There’s a good chance it was the prettiest thing I have ever made. I know for sure it was the most time-consuming. AND it used up the most kitchen utensils, appliances, pans, dishes, etc. Every square inch of my previously-spotless-kitchen (Thank you, Carrie) was covered with things-that-needed-to-be-washed. AGAIN.
Here it is. The finished sandwich's a work of art, right?
Honestly -- when I sliced this thing, I was THRILLED to see the ribbons of filling inside.
In the interest of full disclosure -- I was exhausted...and I ran out of steam and little tiny slices of, there WAS a backside to my Sandwich Loaf. (undecorated!)
On Monday night, when Ross got home from his second shift at the hospital, I was in the middle of assembling this whole thing. I explained how these things were popular in the 50's,  now only live on in the Iron Range.  I thought he was impressed with all the time and effort I'd put into it...but then, he said, "So, sandwich loaves are a lot like crocodiles."

I said, "huh?"

He replied, "crocodiles should have died out with dinosaurs, but nobody knows why that didn't happen."

Yep.  That's right.  Near as I can tell, Sandwich Loaf went extinct in the early 60' only lives on in the Iron Range of Minnesota.  Where, Nancy assures me, it is still available as a lunch special at several restaurants.  And I know for a fact that you can buy it in local grocery stores... 

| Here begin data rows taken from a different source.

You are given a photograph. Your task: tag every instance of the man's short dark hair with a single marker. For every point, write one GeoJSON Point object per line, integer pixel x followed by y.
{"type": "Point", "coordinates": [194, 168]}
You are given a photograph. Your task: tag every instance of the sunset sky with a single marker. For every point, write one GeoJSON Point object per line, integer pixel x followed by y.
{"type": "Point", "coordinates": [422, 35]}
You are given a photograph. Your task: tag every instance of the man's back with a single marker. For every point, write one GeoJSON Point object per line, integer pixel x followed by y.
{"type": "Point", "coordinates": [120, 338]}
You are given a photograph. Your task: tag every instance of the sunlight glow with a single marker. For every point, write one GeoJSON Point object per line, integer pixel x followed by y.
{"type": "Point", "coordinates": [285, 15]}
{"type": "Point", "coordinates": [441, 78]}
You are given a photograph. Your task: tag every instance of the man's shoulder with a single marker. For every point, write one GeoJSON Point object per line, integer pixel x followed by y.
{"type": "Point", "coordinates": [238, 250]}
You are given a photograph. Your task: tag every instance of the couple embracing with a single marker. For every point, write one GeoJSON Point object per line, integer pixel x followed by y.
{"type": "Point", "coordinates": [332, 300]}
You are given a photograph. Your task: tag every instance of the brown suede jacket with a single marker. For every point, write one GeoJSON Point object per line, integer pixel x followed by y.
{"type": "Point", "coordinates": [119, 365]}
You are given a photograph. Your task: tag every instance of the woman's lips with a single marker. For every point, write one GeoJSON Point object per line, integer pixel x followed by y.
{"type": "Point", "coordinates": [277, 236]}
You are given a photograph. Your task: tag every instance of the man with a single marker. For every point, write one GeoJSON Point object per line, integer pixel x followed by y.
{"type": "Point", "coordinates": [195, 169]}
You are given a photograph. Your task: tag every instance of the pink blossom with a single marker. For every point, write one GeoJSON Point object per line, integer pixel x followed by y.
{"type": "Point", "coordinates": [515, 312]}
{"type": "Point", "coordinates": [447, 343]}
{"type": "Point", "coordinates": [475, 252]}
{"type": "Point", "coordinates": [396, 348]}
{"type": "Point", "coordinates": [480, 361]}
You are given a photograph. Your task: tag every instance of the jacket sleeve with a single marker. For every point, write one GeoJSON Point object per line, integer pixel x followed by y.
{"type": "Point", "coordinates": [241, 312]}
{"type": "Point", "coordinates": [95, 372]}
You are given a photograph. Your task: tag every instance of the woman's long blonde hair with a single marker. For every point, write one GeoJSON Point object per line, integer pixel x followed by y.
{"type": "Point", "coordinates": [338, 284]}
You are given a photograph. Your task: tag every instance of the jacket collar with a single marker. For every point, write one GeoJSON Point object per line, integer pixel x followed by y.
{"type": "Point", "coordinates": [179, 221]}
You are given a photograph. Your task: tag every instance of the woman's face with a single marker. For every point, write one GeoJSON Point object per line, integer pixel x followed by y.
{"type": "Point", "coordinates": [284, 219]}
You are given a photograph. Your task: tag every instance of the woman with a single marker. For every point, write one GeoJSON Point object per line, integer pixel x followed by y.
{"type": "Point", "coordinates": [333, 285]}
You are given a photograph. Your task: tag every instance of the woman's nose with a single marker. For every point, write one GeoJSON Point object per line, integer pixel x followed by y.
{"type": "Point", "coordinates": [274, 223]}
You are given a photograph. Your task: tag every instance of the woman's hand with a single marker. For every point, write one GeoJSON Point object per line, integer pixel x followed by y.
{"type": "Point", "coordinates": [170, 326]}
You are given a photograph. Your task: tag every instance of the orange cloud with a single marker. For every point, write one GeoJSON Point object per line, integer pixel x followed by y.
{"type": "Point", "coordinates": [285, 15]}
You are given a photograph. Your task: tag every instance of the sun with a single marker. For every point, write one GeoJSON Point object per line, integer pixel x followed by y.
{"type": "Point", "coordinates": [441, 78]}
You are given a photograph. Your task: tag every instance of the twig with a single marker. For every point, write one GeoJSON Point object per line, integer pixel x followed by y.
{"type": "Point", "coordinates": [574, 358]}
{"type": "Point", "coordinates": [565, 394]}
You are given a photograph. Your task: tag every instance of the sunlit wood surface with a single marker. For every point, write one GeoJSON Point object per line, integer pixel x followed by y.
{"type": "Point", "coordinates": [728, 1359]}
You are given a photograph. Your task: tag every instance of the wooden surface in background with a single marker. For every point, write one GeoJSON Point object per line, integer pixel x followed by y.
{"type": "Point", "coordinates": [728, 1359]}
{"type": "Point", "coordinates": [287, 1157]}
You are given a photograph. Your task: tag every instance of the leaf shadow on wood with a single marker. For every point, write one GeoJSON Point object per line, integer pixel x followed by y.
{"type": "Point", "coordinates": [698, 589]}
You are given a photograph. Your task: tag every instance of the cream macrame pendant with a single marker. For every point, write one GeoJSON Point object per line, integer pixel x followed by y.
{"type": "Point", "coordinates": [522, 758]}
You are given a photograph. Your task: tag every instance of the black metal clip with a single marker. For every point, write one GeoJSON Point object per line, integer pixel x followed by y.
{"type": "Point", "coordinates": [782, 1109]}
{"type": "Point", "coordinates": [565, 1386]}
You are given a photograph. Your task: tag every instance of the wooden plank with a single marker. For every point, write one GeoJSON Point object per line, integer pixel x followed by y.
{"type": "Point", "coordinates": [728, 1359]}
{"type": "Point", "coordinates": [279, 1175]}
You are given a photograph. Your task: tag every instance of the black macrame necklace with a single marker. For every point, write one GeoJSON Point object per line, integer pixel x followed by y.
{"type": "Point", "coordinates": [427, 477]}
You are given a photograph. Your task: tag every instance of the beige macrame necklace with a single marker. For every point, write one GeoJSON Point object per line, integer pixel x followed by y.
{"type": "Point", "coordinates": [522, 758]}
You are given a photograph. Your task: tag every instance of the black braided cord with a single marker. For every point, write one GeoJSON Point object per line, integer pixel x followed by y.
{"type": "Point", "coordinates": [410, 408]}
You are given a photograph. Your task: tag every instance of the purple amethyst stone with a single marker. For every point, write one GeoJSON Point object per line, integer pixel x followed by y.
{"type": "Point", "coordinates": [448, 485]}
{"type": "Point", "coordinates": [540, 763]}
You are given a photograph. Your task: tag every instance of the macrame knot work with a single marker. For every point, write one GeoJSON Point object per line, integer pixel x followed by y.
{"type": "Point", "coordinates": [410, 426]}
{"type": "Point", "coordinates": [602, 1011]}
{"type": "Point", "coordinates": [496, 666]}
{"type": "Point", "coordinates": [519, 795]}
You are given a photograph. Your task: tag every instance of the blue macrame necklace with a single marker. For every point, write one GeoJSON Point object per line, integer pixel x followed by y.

  1. Yup, Ross nailed it! I had a great time the other day telling my cousin about your story and we reminisced about all the showers, etc. we had it as our main attraction on the food table!

  2. So pretty and sounds yummy! My Grandma made ham salad (she called it ham sandwich spread) for us almost every time we visited when I was a kid. She had an old-fashioned meat grinder and used whole, unsliced bologna. It was so good! She was originally from Lacrosse, WI. Most of my dad's family lived in the Midwest.

  3. So tasty and decorative looking. I would have loved a slice. I was around in the 50's and have never heard of this delicacy but then I don't and never have live in America.